Há dois lugares comuns antagónicos quando se fala de sustentabilidade. O primeiro diz-nos que as estratégias de sustentabilidade ainda são caras, e por isso não fazem sentido serem desenvolvidas; o segundo sugere que há razões económicas e de negócio para escolher tecnologias e soluções sustentáveis. O que pensa sobre este assunto?

Os dois argumentos têm razão de ser. Mas isto, não significa que concorde com ambos. O desafio é compatibilizá-los. Não concordo com “as estratégias de sustentabilidade ainda são caras, e por isso não fazem sentido serem desenvolvidas”. A contínua inovação, pesquisa e desenvolvimento, na área da sustentabilidade, deverá ser um grande objectivo, o que irá certamente permitir reduzir os custos, agora ainda elevados, destas estratégias.

A pesquisa contínua de soluções melhores e mais económicas propiciam maior e melhor desenvolvimento da sociedade. Genericamente, se este fosse o argumento adoptado pelas empresas, por exemplo, produtos como o computador, que revolucionou completamente a vida das pessoas e das empresas, ou novos tratamentos desenvolvidos que conduzem a melhorias na saúde não estariam disponíveis para a generalidade das pessoas e empresas.
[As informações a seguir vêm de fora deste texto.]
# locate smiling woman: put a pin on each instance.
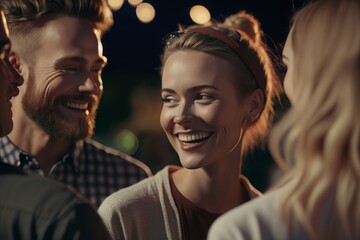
(218, 84)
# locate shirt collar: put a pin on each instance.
(10, 154)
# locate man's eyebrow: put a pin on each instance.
(4, 42)
(81, 60)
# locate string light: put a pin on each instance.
(115, 4)
(145, 12)
(134, 3)
(199, 14)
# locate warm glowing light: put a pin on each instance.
(115, 4)
(145, 12)
(134, 2)
(199, 14)
(126, 141)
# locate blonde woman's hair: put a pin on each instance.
(320, 135)
(245, 29)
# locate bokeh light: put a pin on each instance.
(115, 4)
(135, 2)
(199, 14)
(126, 141)
(145, 12)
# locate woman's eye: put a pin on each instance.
(69, 69)
(204, 97)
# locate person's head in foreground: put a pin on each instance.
(318, 140)
(10, 80)
(321, 133)
(57, 49)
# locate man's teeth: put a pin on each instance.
(78, 106)
(194, 137)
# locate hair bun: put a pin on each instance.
(246, 24)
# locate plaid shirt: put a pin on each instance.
(92, 169)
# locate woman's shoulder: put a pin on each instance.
(261, 215)
(144, 191)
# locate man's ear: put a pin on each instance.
(15, 61)
(257, 104)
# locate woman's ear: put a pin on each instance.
(15, 61)
(257, 103)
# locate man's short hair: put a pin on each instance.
(22, 15)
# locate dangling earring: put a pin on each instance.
(240, 138)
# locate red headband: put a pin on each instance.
(260, 77)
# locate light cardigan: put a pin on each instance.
(147, 210)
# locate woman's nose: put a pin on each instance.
(183, 116)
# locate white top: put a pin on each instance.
(147, 210)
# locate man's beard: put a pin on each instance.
(44, 114)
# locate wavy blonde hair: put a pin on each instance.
(320, 135)
(252, 36)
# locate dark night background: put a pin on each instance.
(131, 99)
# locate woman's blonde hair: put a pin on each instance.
(245, 29)
(320, 135)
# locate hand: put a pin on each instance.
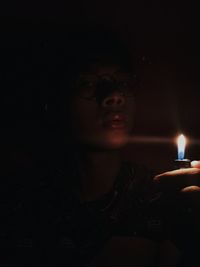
(181, 180)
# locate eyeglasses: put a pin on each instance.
(91, 86)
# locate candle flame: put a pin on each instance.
(181, 141)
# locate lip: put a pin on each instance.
(115, 120)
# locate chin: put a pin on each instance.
(109, 142)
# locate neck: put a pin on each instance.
(99, 172)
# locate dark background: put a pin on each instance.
(164, 33)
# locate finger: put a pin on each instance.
(191, 189)
(178, 179)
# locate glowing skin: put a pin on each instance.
(106, 124)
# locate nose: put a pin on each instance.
(114, 100)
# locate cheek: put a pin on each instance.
(84, 116)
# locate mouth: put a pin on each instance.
(115, 120)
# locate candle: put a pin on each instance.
(181, 162)
(181, 142)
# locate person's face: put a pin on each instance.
(103, 107)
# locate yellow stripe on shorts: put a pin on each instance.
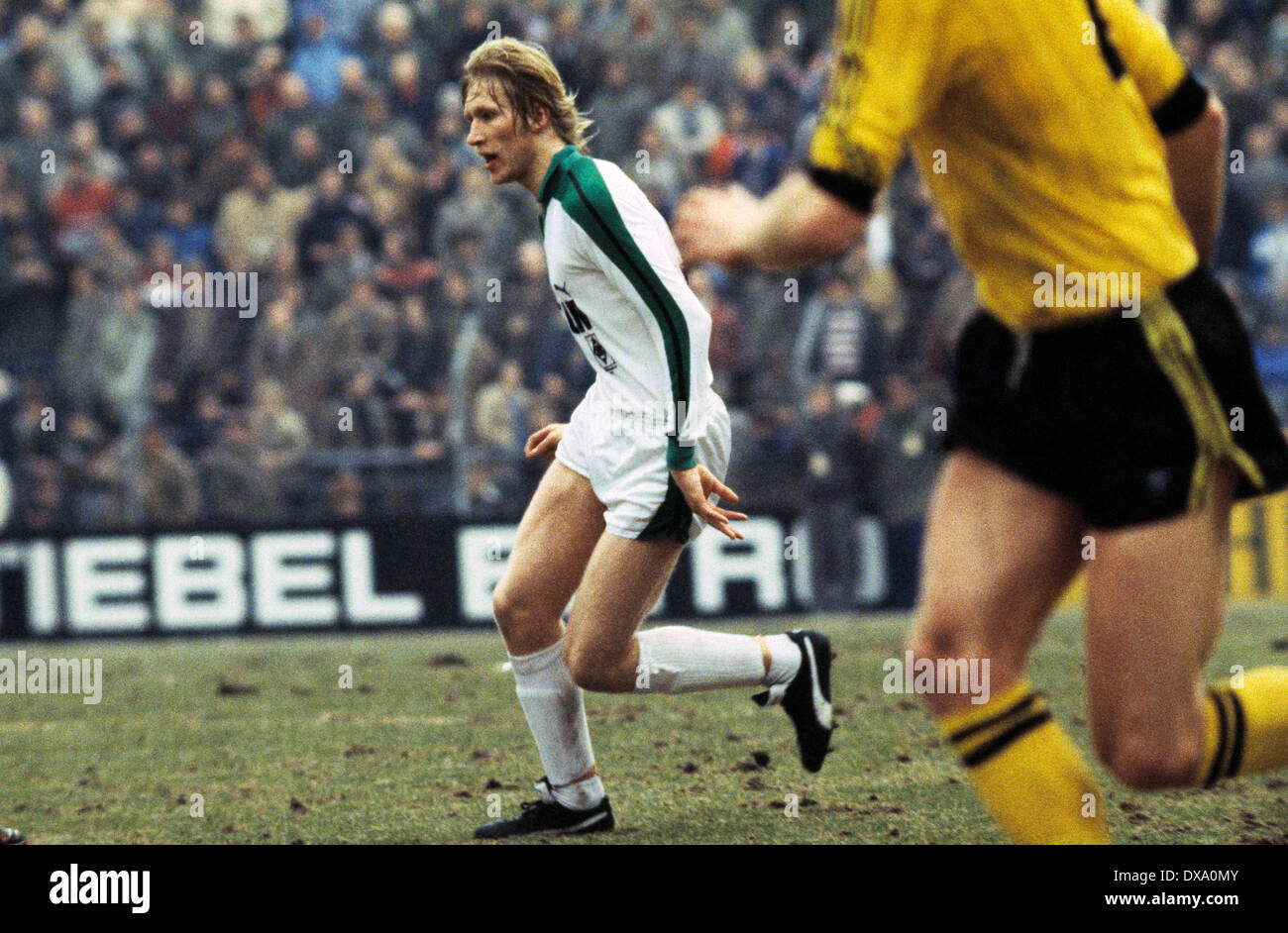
(1172, 347)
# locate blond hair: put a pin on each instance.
(528, 78)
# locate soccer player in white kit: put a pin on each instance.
(622, 493)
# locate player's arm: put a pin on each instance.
(888, 68)
(1189, 117)
(1196, 159)
(797, 224)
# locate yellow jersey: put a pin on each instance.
(1038, 126)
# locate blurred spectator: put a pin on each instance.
(240, 486)
(909, 447)
(838, 339)
(829, 446)
(321, 146)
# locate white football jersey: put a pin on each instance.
(616, 274)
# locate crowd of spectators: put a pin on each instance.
(406, 339)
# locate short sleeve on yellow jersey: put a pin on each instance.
(1172, 94)
(887, 75)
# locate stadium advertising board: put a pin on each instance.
(433, 574)
(411, 572)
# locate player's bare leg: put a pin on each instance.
(553, 545)
(552, 549)
(999, 554)
(1155, 604)
(623, 580)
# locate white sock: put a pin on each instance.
(785, 659)
(675, 659)
(557, 717)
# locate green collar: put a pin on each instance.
(555, 163)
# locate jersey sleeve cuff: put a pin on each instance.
(681, 456)
(857, 193)
(1183, 107)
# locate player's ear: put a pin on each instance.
(539, 119)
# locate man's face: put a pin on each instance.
(503, 143)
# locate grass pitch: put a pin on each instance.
(430, 734)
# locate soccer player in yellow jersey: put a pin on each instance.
(1104, 389)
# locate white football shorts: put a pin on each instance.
(625, 461)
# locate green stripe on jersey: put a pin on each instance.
(576, 183)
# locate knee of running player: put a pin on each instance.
(953, 632)
(1147, 755)
(599, 668)
(524, 623)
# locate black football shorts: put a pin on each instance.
(1128, 417)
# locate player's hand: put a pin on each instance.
(712, 224)
(697, 484)
(542, 443)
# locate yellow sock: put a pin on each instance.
(1028, 773)
(1247, 727)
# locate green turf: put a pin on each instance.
(432, 729)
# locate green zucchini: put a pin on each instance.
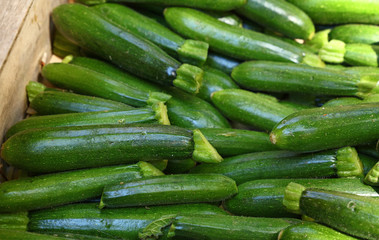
(231, 142)
(311, 230)
(119, 223)
(222, 5)
(189, 51)
(349, 213)
(343, 162)
(141, 115)
(61, 188)
(356, 33)
(289, 77)
(216, 227)
(250, 108)
(169, 189)
(264, 197)
(90, 31)
(36, 150)
(229, 40)
(279, 16)
(337, 127)
(340, 11)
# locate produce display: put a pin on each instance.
(216, 120)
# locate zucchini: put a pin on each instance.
(231, 142)
(119, 223)
(289, 77)
(279, 16)
(169, 189)
(216, 227)
(36, 150)
(340, 11)
(337, 127)
(356, 33)
(264, 197)
(256, 110)
(61, 188)
(349, 213)
(142, 115)
(90, 31)
(229, 40)
(343, 162)
(189, 51)
(311, 230)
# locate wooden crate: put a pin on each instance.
(25, 45)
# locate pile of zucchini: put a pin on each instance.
(203, 119)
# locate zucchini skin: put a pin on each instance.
(56, 102)
(120, 223)
(289, 77)
(279, 16)
(264, 197)
(356, 33)
(66, 187)
(141, 115)
(329, 12)
(250, 108)
(343, 125)
(36, 150)
(229, 40)
(231, 142)
(311, 230)
(169, 189)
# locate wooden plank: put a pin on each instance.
(23, 63)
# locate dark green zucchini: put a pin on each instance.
(119, 223)
(264, 197)
(169, 189)
(356, 33)
(349, 213)
(90, 31)
(311, 230)
(189, 51)
(279, 16)
(36, 150)
(330, 127)
(256, 110)
(231, 142)
(343, 162)
(340, 11)
(289, 77)
(229, 40)
(61, 188)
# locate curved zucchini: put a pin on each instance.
(279, 16)
(89, 30)
(169, 189)
(66, 187)
(337, 127)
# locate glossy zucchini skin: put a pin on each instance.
(119, 223)
(289, 77)
(343, 125)
(329, 12)
(230, 142)
(250, 108)
(36, 150)
(169, 189)
(264, 197)
(66, 187)
(140, 115)
(356, 33)
(57, 102)
(279, 16)
(229, 40)
(311, 230)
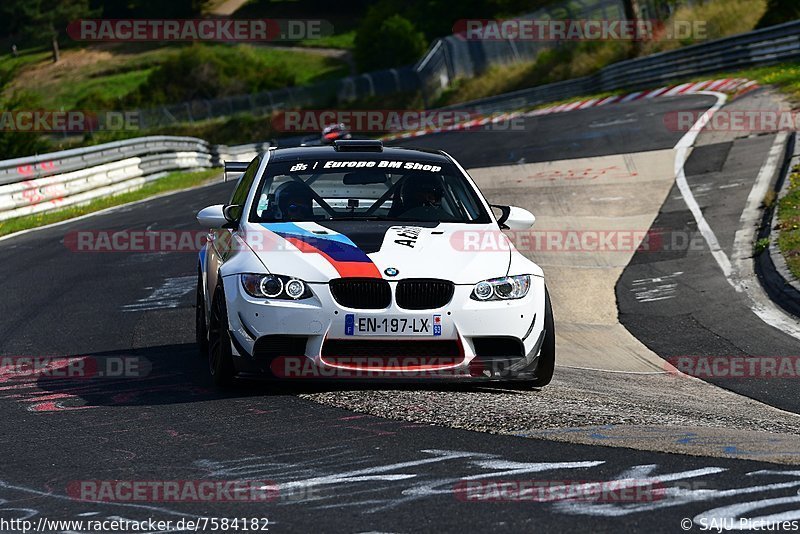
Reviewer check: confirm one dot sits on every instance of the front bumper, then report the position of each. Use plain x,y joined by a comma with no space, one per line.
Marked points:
307,339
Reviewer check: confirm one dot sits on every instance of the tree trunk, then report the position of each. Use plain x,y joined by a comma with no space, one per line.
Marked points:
54,41
632,12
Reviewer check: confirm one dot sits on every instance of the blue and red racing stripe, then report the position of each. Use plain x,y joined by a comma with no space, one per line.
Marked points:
348,260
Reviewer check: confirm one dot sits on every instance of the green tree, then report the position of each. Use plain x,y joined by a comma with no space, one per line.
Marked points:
384,42
15,144
779,11
44,19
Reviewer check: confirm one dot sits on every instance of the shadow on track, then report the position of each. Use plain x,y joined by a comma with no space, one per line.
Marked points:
175,374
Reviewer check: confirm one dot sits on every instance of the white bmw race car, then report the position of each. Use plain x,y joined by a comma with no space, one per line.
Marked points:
361,261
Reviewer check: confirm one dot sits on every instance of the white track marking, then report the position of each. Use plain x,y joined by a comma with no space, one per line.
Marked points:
738,273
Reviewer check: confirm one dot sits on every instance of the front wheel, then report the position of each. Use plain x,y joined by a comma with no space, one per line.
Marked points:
220,357
200,328
547,356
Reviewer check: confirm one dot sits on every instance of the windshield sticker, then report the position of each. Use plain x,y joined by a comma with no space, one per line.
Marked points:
383,164
407,235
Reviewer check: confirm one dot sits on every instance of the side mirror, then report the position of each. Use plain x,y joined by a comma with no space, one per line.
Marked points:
514,218
212,216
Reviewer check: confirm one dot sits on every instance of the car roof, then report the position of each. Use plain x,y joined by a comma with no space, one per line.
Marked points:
329,153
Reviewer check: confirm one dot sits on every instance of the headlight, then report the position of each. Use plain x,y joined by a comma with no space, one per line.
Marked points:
275,286
507,288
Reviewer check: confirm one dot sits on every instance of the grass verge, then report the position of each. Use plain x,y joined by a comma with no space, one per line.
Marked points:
789,224
174,181
574,60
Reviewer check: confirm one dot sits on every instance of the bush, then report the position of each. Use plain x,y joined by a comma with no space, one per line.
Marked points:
15,144
779,11
207,72
385,42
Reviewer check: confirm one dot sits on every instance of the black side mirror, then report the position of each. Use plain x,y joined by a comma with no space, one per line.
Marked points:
232,213
505,212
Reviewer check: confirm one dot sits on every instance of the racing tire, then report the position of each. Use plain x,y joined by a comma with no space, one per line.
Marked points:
220,357
200,329
547,356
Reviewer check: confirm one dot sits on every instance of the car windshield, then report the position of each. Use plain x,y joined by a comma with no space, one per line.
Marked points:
391,189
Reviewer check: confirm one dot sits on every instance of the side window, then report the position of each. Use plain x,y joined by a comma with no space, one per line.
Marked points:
239,196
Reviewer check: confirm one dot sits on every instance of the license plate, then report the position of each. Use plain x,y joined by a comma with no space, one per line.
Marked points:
364,325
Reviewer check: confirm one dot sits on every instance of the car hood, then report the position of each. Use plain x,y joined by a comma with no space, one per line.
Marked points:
320,252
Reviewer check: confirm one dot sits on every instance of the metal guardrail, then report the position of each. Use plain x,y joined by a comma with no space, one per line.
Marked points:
50,181
768,46
53,181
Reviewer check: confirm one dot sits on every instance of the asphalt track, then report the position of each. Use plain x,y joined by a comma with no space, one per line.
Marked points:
337,471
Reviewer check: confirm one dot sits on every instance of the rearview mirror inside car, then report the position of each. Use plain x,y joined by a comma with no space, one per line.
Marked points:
212,216
513,218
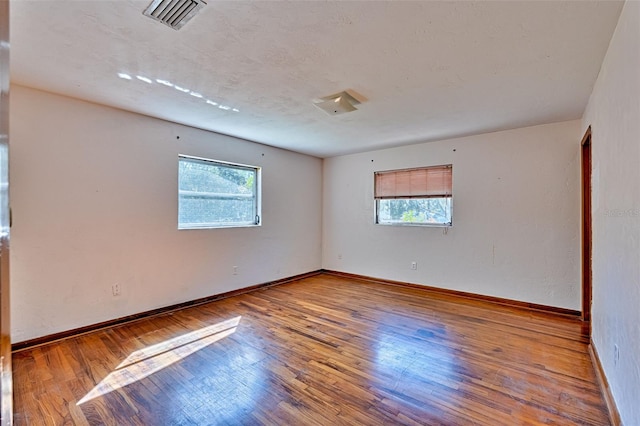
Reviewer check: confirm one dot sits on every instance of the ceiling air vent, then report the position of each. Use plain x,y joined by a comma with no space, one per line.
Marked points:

As empresas que assim pensem perdem uma oportunidade de adquirir outras vantagens competitivas e de liderar neste contexto. Por outro lado, concordo que “há razões económicas e de negócio para escolher tecnologias e soluções sustentáveis”. A escolha de tecnologias e soluções sustentáveis é um imperativo para o desenvolvimento continuado da sociedade, dada a sua repercussão em termos ambientais e sociais.

Isto implica a assumpção do desenvolvimento da gestão das empresas num contexto de responsabilidade social. Certamente que as razões económicas e de negócio também estão presentes nesta escolha. Existem grupos de consumidores com cada vez maior consciência ecológica e que procuram bens e serviços mais “verdes”. E este grupo de consumidores está a crescer.

As empresas devem segmentar o mercado e, para este grupo alvo, precisam ter uma oferta própria, diferenciada e que tenha valor acrescido para o cliente. Desta forma, a empresa poderá desenvolver a sua carteira de negócios e melhorar a sua performance. Apresentar soluções sustentáveis no mercado é também uma forma de diferenciação e de ganhar vantagem competitiva. Assumir desde já esta estratégia pode facilitar uma posição de liderança.

Qual o papel da academia – de todas as áreas universitárias – na construção de boas estratégias sustentáveis?

A universidade é, por excelência, o centro da transmissão e criação de conhecimento nas diversas áreas. Neste sentido, tem um papel fundamental na formação especializada que oferece, neste caso, na área da sustentabilidade, congregando os diversos saberes. Além disso, os seus centros de investigação criam e desenvolvem soluções, por exemplo, em tecnologias mais sustentáveis, que depois poderão vir a ser utilizadas pelas empresas.

Qual o papel no marketing como fomentador de uma mudança de mentalidades da sociedade em relação à sustentabilidade e desenvolvimento sustentável?

A contribuição para a apresentação de produtos e serviços sustentáveis, considerando, por exemplo, a análise do ciclo de vida e a adequação das estratégias; o desenvolvimento de comunicação adequada sobre as ofertas apresentadas pelas empresas, e o conhecimento que desenvolve sobre o consumidor, nomeadamente em termos de perfil, motivações e grau de consciência ecológica, são alguns dos contributos do marketing, para esta mudança.